It's an interesting irony that today, Abstract Expressionism is thought of by the art world as faintly quaint, while the general public still considers it "far out," to misappropriate a 50s term, in defining it.  "They" just don't "get it" while artists have "gotten it" and long since gotten over it.  It's not like Americans haven't had enough time to get over it.  Did you ever wonder who the first American was who painted the first really abstract painting? The year was 1914--not exactly yesterday. It happened not in this country but in Germany, before the First World War. He was a mountain boy (actually, he was 37 at the time) from the state of Maine by way of  Cleveland. He was rounding out his art education studying art in Europe, first in France where he'd been influenced by the work of Cezanne and then assimilated Cubism. From there he was on to Munich, Der Blau Reiter group, and then to Dresden and Die Brucke. His name was Marsden Hartley.

Portrait of a German Officer,
1914, Marsden Hartley
It was a classic art educational experience on the outskirts of modern art of the time.

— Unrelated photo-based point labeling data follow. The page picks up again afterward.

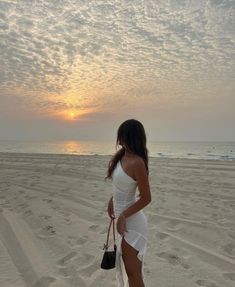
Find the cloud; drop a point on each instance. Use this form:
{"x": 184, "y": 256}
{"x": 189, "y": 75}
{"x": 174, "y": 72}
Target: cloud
{"x": 109, "y": 53}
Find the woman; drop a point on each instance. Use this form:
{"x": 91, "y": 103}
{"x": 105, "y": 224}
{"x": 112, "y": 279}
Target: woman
{"x": 128, "y": 170}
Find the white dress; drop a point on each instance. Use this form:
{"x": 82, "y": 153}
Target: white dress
{"x": 124, "y": 195}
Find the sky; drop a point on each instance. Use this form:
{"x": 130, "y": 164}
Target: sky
{"x": 75, "y": 70}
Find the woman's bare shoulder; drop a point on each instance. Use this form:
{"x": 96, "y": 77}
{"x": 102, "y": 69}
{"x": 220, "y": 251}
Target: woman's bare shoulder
{"x": 137, "y": 161}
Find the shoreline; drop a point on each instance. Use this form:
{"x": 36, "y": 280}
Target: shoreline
{"x": 110, "y": 155}
{"x": 53, "y": 221}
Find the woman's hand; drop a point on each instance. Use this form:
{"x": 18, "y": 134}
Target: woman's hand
{"x": 121, "y": 224}
{"x": 110, "y": 208}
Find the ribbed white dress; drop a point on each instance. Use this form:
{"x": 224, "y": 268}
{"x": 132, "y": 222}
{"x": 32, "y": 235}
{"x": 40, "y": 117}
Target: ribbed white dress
{"x": 124, "y": 195}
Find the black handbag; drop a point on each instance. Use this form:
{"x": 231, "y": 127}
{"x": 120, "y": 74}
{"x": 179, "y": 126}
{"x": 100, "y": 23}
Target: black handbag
{"x": 109, "y": 256}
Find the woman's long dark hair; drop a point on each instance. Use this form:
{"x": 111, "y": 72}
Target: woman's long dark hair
{"x": 130, "y": 134}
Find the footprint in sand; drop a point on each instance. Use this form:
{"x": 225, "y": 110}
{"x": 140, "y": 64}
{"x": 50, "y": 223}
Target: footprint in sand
{"x": 90, "y": 269}
{"x": 75, "y": 242}
{"x": 205, "y": 283}
{"x": 173, "y": 259}
{"x": 229, "y": 249}
{"x": 230, "y": 276}
{"x": 94, "y": 227}
{"x": 44, "y": 216}
{"x": 44, "y": 281}
{"x": 46, "y": 231}
{"x": 173, "y": 225}
{"x": 64, "y": 260}
{"x": 28, "y": 212}
{"x": 162, "y": 236}
{"x": 47, "y": 200}
{"x": 232, "y": 235}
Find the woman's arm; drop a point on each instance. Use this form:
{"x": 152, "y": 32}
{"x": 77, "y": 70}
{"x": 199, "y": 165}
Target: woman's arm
{"x": 141, "y": 177}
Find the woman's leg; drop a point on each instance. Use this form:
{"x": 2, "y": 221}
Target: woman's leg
{"x": 132, "y": 264}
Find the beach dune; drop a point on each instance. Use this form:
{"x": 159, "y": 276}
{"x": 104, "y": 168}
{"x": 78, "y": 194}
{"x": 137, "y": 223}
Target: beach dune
{"x": 53, "y": 222}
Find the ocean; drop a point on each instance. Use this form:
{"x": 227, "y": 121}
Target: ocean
{"x": 190, "y": 150}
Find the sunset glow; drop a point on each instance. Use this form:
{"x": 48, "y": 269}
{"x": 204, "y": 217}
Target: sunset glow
{"x": 168, "y": 63}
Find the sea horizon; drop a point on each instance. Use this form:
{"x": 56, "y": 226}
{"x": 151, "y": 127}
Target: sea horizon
{"x": 210, "y": 150}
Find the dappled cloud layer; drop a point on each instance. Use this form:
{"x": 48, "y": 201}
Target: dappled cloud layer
{"x": 89, "y": 56}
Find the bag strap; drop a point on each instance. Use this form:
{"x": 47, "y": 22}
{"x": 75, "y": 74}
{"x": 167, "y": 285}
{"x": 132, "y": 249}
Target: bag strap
{"x": 107, "y": 240}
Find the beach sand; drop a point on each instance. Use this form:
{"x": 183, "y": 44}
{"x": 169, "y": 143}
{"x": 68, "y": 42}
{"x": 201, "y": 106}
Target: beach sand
{"x": 53, "y": 222}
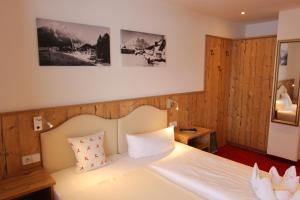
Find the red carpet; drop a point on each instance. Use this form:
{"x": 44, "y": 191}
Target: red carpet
{"x": 249, "y": 158}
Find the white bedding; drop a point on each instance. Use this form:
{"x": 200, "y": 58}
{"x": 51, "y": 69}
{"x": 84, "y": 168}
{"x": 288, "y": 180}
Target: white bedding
{"x": 205, "y": 174}
{"x": 139, "y": 184}
{"x": 69, "y": 182}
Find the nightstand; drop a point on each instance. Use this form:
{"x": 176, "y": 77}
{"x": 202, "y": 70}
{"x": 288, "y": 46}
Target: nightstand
{"x": 34, "y": 186}
{"x": 199, "y": 139}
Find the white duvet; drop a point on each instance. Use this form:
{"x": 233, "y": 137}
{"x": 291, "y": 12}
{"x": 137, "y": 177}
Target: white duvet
{"x": 207, "y": 175}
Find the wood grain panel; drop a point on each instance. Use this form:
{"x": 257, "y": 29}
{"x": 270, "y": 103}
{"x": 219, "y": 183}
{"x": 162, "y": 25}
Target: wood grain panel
{"x": 2, "y": 153}
{"x": 250, "y": 91}
{"x": 20, "y": 139}
{"x": 217, "y": 83}
{"x": 11, "y": 140}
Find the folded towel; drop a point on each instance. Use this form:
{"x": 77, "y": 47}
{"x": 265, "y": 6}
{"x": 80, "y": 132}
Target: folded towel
{"x": 275, "y": 187}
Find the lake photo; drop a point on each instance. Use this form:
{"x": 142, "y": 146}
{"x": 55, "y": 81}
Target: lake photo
{"x": 72, "y": 44}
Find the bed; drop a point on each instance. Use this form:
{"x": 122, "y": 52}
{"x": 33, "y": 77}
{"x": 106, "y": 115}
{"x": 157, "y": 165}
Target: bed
{"x": 184, "y": 173}
{"x": 286, "y": 110}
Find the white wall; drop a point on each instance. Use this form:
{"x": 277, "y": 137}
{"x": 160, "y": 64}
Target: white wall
{"x": 292, "y": 69}
{"x": 283, "y": 139}
{"x": 25, "y": 85}
{"x": 262, "y": 28}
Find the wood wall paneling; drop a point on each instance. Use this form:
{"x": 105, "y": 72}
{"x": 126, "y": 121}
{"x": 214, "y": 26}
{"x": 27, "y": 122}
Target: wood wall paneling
{"x": 2, "y": 153}
{"x": 19, "y": 139}
{"x": 236, "y": 103}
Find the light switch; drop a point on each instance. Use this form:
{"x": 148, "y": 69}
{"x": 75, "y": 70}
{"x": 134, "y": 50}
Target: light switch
{"x": 174, "y": 123}
{"x": 36, "y": 157}
{"x": 38, "y": 123}
{"x": 26, "y": 160}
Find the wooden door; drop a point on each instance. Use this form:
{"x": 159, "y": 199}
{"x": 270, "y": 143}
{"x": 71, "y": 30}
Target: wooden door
{"x": 251, "y": 91}
{"x": 217, "y": 82}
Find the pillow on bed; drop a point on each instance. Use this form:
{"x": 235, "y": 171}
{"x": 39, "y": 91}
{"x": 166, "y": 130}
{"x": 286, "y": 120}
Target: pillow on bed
{"x": 89, "y": 151}
{"x": 150, "y": 144}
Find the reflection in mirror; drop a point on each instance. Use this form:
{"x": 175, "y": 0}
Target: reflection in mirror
{"x": 286, "y": 88}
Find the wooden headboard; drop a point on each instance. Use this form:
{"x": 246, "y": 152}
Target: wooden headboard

It was in a country bursting with rampant militarism on the one hand and radical political movements on the other. Political tensions from the Balkans to the English Channel were stretched like the proverbial rubber band waiting to snap. Hartley incorporated these tensions in two paintings, Portrait of a German Officer, and Iron Cross both from 1914. Working out of Berlin, the heart of the German tinderbox, both works are an amalgamation of the strident military fever that gripped the country at the time, and ultimately led it to war. In Berlin he was influenced both by Kandinsky and Max Beckmann.  German colors, numbers, symbols, banners, and bravura dominate both paintings which have the feel of still-lifes though without settings or real subject matter. They exude a "feeling" rather than recognizable content.

Iron Cross, 1914, Marsden Hartley
Give him credit for this, Hartley knew when to go home. Back in New York during and after the war, Hartley fell in with Alfred Stieglitz and his group of avant-garde artists who displayed from Stieglitz's Gallery 291. And, having gotten abstraction out of his system, Hartley began painting stark, expressionistic, landscapes he recalled from his boyhood state of Maine. For nearly a generation, until abstraction began to gain some acceptance amongst artists and critics in this country, he dwelt upon the landscape, pushing it closer and closer to those early excursions into abstraction which he'd made as a student in Germany. In the 1920s, he followed the mass exodus of New York artists who discovered Taos, New Mexico, exchanging his Maine landscapes for those of the desert Southwest, in bold, western colors, often heavily outlined in black. 1914--96 years ago--wouldn't you think by now abstraction would be seen by Americans as something more than "fraudulent globs of paint by artists who can't draw?"